Evil drug dealers are swamping Britain...

After exploring how different language is used to appeal to a particular readership he then showed how rhetorical devices are deployed to 'provide a relatively consistent view of the national community which it seeks to reinforce' (Conboy, 2006, p. 46). He provided examples of how nationhood is referred to explicitly, how national traditions are flagged, how Europe is used as a common external opponent, how terrorism is another external threat to unite against, how football is used as a national metaphor, how the country is suffering national decline for a range of reasons from immigration to binge alcohol drinking.

The book undertakes no complex discourse analysis, just explores the rhetorical devices used by the tabloids and quotes brief sentences or headlines to illustrate the way the devices are used to construct a nation and appeal to a targeted readership. In many respects this is qualitative text analysis that reproduces ethnographic processes of analysis, theory building and presentation.

Astrid Ennslin (2011), on the other hand, took an eclectic approach to an impressive study of discourse used in gaming. She explains:

This book has sought to help develop an understanding of the language of gaming in two main respects.... [First] It has studies the ways in which videogames and their textual ecologies re[resent and convey meanings and social actions they represent. This has included critical analyses of race, gender, language and ideologies in games themselves and the paratexts created top-down...by industry professionals and media stakeholders.... [Second it shows] the idiosyncratic ways in which gamers communicate (through buddylects, for example,) and how the discourse they engage with help them construct identities and group membership. To do so, several layers of discourse had to be examined: language about games and gaming used by gamer across different media and communication platforms; language about games and gameplay used y industry professionals...; language about games and gaming used by journalists, politicians, parents, activists and other media stakeholders; 'scripted' language used within games; and language used in instruction manulas, blurbs, advertising and other peritexts.

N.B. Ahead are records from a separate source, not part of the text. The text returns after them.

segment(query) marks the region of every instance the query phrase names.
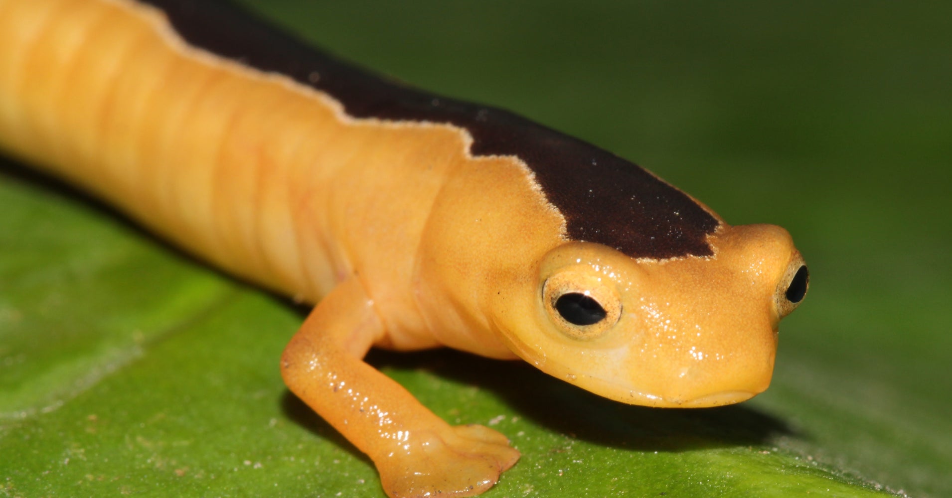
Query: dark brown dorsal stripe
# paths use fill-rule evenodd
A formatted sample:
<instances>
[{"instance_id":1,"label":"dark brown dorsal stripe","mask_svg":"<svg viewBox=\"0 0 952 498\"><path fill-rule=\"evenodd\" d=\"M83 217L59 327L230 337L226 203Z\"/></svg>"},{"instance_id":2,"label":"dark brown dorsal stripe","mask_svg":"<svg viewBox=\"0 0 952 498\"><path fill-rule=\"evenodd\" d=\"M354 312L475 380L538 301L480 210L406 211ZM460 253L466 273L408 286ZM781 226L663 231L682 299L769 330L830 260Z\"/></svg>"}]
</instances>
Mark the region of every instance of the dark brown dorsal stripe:
<instances>
[{"instance_id":1,"label":"dark brown dorsal stripe","mask_svg":"<svg viewBox=\"0 0 952 498\"><path fill-rule=\"evenodd\" d=\"M448 123L473 155L512 155L536 174L568 237L633 258L709 256L718 220L636 164L509 112L445 99L341 63L236 7L213 0L142 0L166 12L189 44L327 92L356 118ZM320 77L311 81L316 72Z\"/></svg>"}]
</instances>

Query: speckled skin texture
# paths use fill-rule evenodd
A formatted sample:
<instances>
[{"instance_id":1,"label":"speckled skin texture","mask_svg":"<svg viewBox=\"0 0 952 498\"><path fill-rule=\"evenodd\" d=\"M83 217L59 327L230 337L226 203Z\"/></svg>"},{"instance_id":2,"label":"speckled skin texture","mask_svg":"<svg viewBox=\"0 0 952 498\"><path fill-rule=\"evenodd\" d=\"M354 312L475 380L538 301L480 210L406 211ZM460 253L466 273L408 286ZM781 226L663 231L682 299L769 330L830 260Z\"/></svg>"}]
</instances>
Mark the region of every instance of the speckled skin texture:
<instances>
[{"instance_id":1,"label":"speckled skin texture","mask_svg":"<svg viewBox=\"0 0 952 498\"><path fill-rule=\"evenodd\" d=\"M522 358L650 406L767 387L803 266L782 228L731 227L605 151L300 46L324 66L295 76L217 55L155 5L0 0L0 145L237 276L319 302L282 373L390 496L478 494L519 453L435 416L361 360L373 346ZM255 26L231 15L208 32ZM571 323L556 303L573 293L606 317Z\"/></svg>"}]
</instances>

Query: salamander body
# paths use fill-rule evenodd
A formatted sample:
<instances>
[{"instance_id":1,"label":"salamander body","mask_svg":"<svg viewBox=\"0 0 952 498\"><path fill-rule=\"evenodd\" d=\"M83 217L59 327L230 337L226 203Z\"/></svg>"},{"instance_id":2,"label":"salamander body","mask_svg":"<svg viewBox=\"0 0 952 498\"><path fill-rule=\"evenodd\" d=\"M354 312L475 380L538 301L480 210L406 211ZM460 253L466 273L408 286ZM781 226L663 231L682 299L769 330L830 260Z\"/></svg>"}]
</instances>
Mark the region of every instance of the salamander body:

More specifically, I have focused on genre-analytical, medial, textual, leical, metaphorical, collocational, conversational, pragmatic, discursive, multimodal and narrative issues and have sought to merge them with ludological theories with a view to offering a broad interdisciplinary understanding of the language of gaming. (Ensslin, 2011, p. 158)

Ensslin identified 'three dominant gamer discourses', the 'discourse of 'cool' of fun and of appreciation (Ensslin, 2011, p. 159) and concluded:

Throughout this book I have interspersed exemplary analyses to exhibit a critical stance towards the language of gaming...[including] hype and moral panic in the mass media in relation to the highly controversial Grand Theft Auto series, as well as linguicism and racism in Black and White II. My investigations have... [revealed] that videogame makers seem to follow a conservative line with respect to representations of gender, race and language, gamers themselves engage in a multitude of subversive practices. (Ensslin, 2011, p. 160).

An example of the critical approach is her "Case Study 2: The lexical construction of gender in World of Warcraft and Diablo". In this, Ensslin 'merges corpus-base, lexical examination of gaming language with critical discourse analysis' (Ensslin, 2011, p. 84). Referring to a study by Carrillo Masso (2009, 2011), which shows clear gender differences in games (World of Warcraft and Diablo), Ensslin noted that the needs of female gamers are sidelined by a male-dominated industry: '...videogame designers traditionally implement variations of types of female characters: the damsel in distress and the 'foxy villainess' or femme fatale' (Ensslin, 2011, p. 84).

A quantitative and qualitative concordance analysis of the node words 'he' 'she' 'him' her' 'they'... [indicate] three time as many instances of 'he' than 'she'...which is particularly striking given that in World of Warcraft there is an equal number of male and female avatar types tp choose from.... Further evidence suggests that 'he' proportionally collocates with a greater variety of verbs than 'she'.